STRESS

Psychischer Stress ist auf ein Ungleichgewicht zwischen den Anforderungen der Umwelt, den persönlichen Vorraussetzungen, Möglichkeiten, Fähigkeiten und Ressourcen der betroffenen Person zurückzuführen.

Es ist ein biochemischer Vorgang, hervorgerufen durch die Angst etwas nicht schaffen zu können bzw. nicht genügend Ressourcen zu haben, um eine Situation meistern zu können.

Stress wirkt nicht von außen auf eine Individuum ein, sondern entsteht immer nur in der gestressten Person selbst. (vgl. Becker, Klaus Jürgen, Erfolg ohne Stress, S.23, München: Verlag Peter Erd., 1990).

Die körperliche Stressreaktion, die automatisch ausgelöst wird, wenn wir in eine für uns brenzlige Situation kommen, kann unser Leben retten, z.B. im Falle eines Unfalls.
Unser Körper ist bestens ausgestattet, um mit stressigen Situationen gut zurechtzukommen. Allerdings ist er nicht dafür gebaut, wie der Hamster im Rad über einen langen Zeitraum in dieser Situation zu verbleiben.

Unser System benötigt Pausen, Erholung, Bewegung und Entspannung, um die Stresshormone, die uns dabei helfen, herausfordernde Situationen gut zu meistern, auch wieder abzubauen.
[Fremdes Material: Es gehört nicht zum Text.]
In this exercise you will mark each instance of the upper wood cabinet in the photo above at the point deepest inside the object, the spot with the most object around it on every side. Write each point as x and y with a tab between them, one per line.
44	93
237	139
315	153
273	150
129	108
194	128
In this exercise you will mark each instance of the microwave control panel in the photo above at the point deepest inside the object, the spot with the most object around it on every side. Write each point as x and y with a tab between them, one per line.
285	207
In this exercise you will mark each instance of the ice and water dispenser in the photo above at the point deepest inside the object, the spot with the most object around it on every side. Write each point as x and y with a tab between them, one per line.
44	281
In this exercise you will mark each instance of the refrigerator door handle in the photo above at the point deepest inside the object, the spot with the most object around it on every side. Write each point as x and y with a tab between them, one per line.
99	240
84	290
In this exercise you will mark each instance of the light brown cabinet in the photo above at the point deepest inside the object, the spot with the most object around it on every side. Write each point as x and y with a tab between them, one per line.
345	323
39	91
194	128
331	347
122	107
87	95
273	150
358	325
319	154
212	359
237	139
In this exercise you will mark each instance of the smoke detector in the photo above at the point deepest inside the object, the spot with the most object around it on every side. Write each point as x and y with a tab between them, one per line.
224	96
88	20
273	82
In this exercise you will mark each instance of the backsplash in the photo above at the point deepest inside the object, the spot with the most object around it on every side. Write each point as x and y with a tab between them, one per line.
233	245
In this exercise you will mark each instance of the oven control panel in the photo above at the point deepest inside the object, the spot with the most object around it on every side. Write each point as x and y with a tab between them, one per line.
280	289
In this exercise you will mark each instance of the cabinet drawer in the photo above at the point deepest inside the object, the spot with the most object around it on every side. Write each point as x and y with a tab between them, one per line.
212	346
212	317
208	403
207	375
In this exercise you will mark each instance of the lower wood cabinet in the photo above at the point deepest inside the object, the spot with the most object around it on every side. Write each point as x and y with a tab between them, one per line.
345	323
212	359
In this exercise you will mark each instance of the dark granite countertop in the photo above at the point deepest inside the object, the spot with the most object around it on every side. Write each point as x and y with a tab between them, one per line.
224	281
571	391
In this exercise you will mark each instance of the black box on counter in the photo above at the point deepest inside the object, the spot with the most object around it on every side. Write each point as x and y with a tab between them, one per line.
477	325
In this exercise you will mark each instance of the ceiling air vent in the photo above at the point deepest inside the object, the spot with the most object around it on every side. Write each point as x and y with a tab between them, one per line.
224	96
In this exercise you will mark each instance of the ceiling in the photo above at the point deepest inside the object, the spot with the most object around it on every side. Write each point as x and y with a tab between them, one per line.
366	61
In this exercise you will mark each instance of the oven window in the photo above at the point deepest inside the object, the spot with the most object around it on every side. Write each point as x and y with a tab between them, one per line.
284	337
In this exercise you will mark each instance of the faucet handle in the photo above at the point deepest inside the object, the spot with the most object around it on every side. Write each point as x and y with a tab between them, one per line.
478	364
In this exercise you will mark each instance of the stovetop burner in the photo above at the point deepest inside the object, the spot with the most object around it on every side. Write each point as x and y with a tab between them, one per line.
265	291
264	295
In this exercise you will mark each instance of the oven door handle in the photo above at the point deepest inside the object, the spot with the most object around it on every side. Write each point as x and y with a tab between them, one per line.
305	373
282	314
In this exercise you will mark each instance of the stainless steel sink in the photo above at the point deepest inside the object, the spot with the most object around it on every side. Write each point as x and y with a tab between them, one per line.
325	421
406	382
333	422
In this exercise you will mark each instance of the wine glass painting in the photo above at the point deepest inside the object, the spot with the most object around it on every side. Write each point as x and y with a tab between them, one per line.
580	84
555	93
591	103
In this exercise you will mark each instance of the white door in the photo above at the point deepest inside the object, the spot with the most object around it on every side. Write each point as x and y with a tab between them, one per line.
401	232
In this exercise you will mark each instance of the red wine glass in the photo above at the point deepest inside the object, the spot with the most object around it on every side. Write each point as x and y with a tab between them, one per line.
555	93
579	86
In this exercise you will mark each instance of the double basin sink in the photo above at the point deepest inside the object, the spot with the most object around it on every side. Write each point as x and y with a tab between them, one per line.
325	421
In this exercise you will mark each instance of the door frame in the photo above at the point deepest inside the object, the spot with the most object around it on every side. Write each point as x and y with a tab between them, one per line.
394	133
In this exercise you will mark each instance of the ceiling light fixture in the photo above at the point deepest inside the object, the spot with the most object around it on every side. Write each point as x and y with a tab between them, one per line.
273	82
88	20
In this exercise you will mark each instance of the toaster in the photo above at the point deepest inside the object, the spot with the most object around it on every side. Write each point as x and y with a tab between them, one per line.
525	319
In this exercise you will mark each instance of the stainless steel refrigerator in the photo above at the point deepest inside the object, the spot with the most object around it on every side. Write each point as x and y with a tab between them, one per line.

Der Vergleich mit einem Auto, bei dem wir nur im Vollgas-Modus fahren, zeigt meiner Meinung nach sehr schön, was bei einer Dauerstressbelastung in unserem Körper und unserer Psyche passiert. Beim Auto ist es uns ganz klar, dass der Motor irgendwann überhitzen wird und seinen Geist aufgeben wird oder wir ohne Benzin am Strassenrand liegen bleiben werden - von uns verlangen wir aber viel zu oft ohne Rücksicht auf Verluste durchs Leben zu brausen.

Unser innerer Schutzmechanismus dient uns als Bremse. Er soll uns dabei unterstützen, rechtzeitig ein paar Gänge hinunterzuschalten bzw. ganz stehen zu bleiben, auszusteigen und die Aussicht zu geniessen. Bei zu langer und zu hoher Stressbelastung passiert folgendes: Wir stehen auf dem durchgetretenen Gaspedal und unser Körper tritt die Bremse voll durch.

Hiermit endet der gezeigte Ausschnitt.